João Maria dos Anjos, o João dos Anjos, pequeno agricultor que vivia no alto sertão de Pernambuco, com a esposa Coralina e seus dois filhos, Lucineia, com dez anos e Estevão com quinze anos.

A situação da família estava muito difícil pois nada produzia devido à escassez das chuvas e a má qualidade de suas terras. Algumas vezes, João dos Anjos trabalhava como boia fria para um fazendeiro distante de sua propriedade. Só assim, conseguia algum alimento para a sua sobrevivência e a da sua família. O leite era fornecido por duas cabras, que muito mal tinham algum mato ralo para ingerir, pois o seu terreno era árido demais. A água de má qualidade vinha de uma cacimba e se prestava para a higiene e alimentação.

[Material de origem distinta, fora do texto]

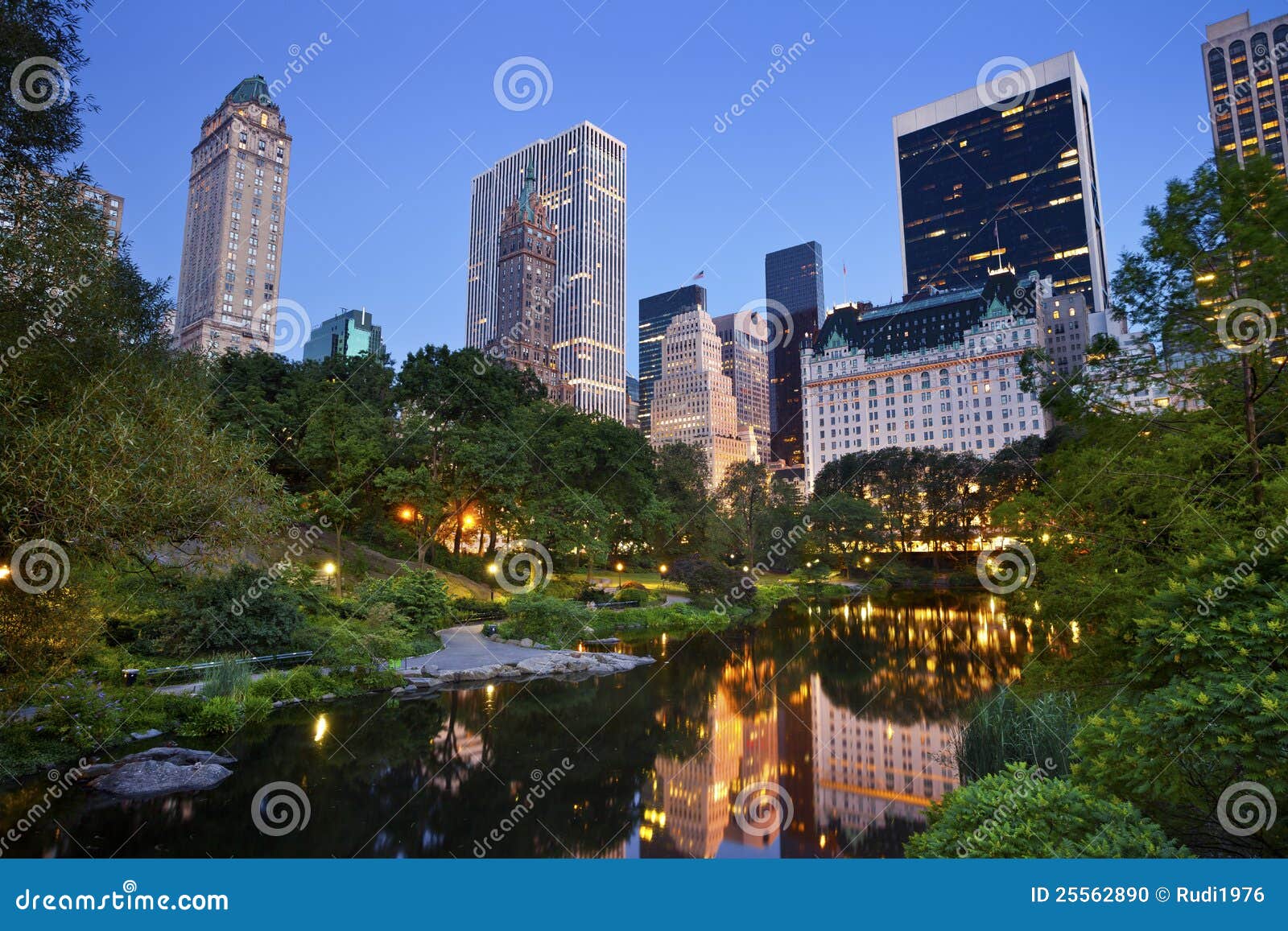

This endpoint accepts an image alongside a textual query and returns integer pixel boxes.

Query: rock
[90,751,232,798]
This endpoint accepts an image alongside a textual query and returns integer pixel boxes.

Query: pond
[0,594,1048,858]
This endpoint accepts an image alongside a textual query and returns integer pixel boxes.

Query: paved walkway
[403,624,550,672]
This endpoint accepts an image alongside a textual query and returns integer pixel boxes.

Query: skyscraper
[175,75,291,352]
[894,51,1109,311]
[1203,11,1288,171]
[649,311,749,488]
[304,307,385,360]
[465,122,626,421]
[485,161,572,403]
[713,311,769,462]
[639,285,707,436]
[765,242,824,466]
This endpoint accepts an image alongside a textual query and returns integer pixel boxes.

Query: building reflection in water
[639,600,1033,858]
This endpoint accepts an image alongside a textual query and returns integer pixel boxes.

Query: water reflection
[0,596,1059,858]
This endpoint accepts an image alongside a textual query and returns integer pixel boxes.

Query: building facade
[765,241,827,466]
[483,161,571,403]
[713,311,770,462]
[304,307,385,362]
[649,311,749,488]
[465,122,626,421]
[639,285,707,436]
[801,270,1061,488]
[175,75,291,352]
[894,51,1109,313]
[1203,11,1288,171]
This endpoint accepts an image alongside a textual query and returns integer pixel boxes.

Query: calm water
[0,595,1046,858]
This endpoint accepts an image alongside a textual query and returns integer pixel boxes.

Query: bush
[363,569,451,630]
[671,556,742,595]
[179,695,245,736]
[504,592,592,646]
[201,657,250,699]
[904,764,1190,859]
[163,566,301,654]
[953,689,1078,785]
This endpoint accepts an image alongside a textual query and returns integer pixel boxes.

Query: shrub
[201,657,250,699]
[671,556,742,595]
[953,689,1078,785]
[363,569,451,630]
[179,695,245,736]
[163,566,300,653]
[904,762,1190,859]
[505,592,592,646]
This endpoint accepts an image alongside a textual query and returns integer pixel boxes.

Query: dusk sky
[68,0,1246,372]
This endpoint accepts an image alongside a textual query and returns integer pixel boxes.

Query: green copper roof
[519,159,537,223]
[228,75,273,105]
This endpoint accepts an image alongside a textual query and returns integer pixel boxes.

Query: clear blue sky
[81,0,1252,371]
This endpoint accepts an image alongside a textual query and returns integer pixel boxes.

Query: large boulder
[90,760,232,798]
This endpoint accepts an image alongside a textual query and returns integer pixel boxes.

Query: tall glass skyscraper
[894,51,1109,311]
[765,241,824,466]
[1203,13,1288,171]
[465,122,626,422]
[639,285,707,436]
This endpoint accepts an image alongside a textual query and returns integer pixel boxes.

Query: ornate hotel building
[485,161,572,403]
[174,75,291,352]
[465,122,627,422]
[649,311,752,488]
[801,269,1121,488]
[713,311,770,462]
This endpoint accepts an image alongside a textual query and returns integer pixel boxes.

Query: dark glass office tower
[639,285,707,436]
[765,242,824,466]
[894,51,1109,316]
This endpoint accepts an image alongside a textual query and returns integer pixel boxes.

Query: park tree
[1112,154,1288,506]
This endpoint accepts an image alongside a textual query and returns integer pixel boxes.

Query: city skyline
[65,4,1241,369]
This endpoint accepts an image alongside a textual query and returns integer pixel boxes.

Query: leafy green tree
[1074,538,1288,856]
[1114,154,1288,505]
[904,764,1189,859]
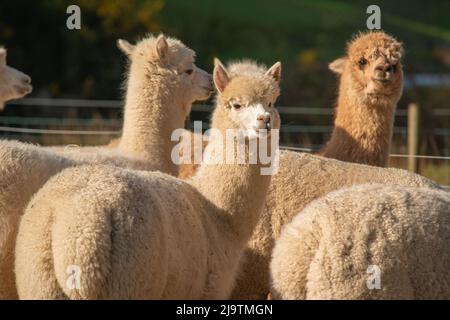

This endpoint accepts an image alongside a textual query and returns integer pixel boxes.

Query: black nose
[375,64,394,72]
[22,76,31,84]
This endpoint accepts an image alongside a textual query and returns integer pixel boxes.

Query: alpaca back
[233,151,438,299]
[271,184,450,299]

Certa noite, Cora, perguntou ao João: - João, meu velho, vamos embora deste pedaço de terra? Não há mais nada a fazer por aqui. Não aguentamos mais ficar aqui. Os nossos filhos estão se definhando. Não temos mais roupas para eles e nem para nós. Isto não é vida . Estamos morrendo aos poucos. Até a Filó já está toda arcada, com as costelas de fora. É muito triste, João dos Anjos. Vamos buscar outro destino.

João dos Anjos só escutava. As suas lágrimas silenciosas já se desciam pelas suas barbas enormes. Cora está coberta de razão. Esperar o que? Vamos partir, embora seja triste a nossa terrinha ficar. Mas, não podemos levá-la, não é?

- Vamos para a cidade grande tentar a nossa sorte? Você topa?

- Mulher, o que vamos fazer na cidade grande?

Vamos arranjar trabalho e salvar os nossos filhos. Aqui, vão morrer de fome.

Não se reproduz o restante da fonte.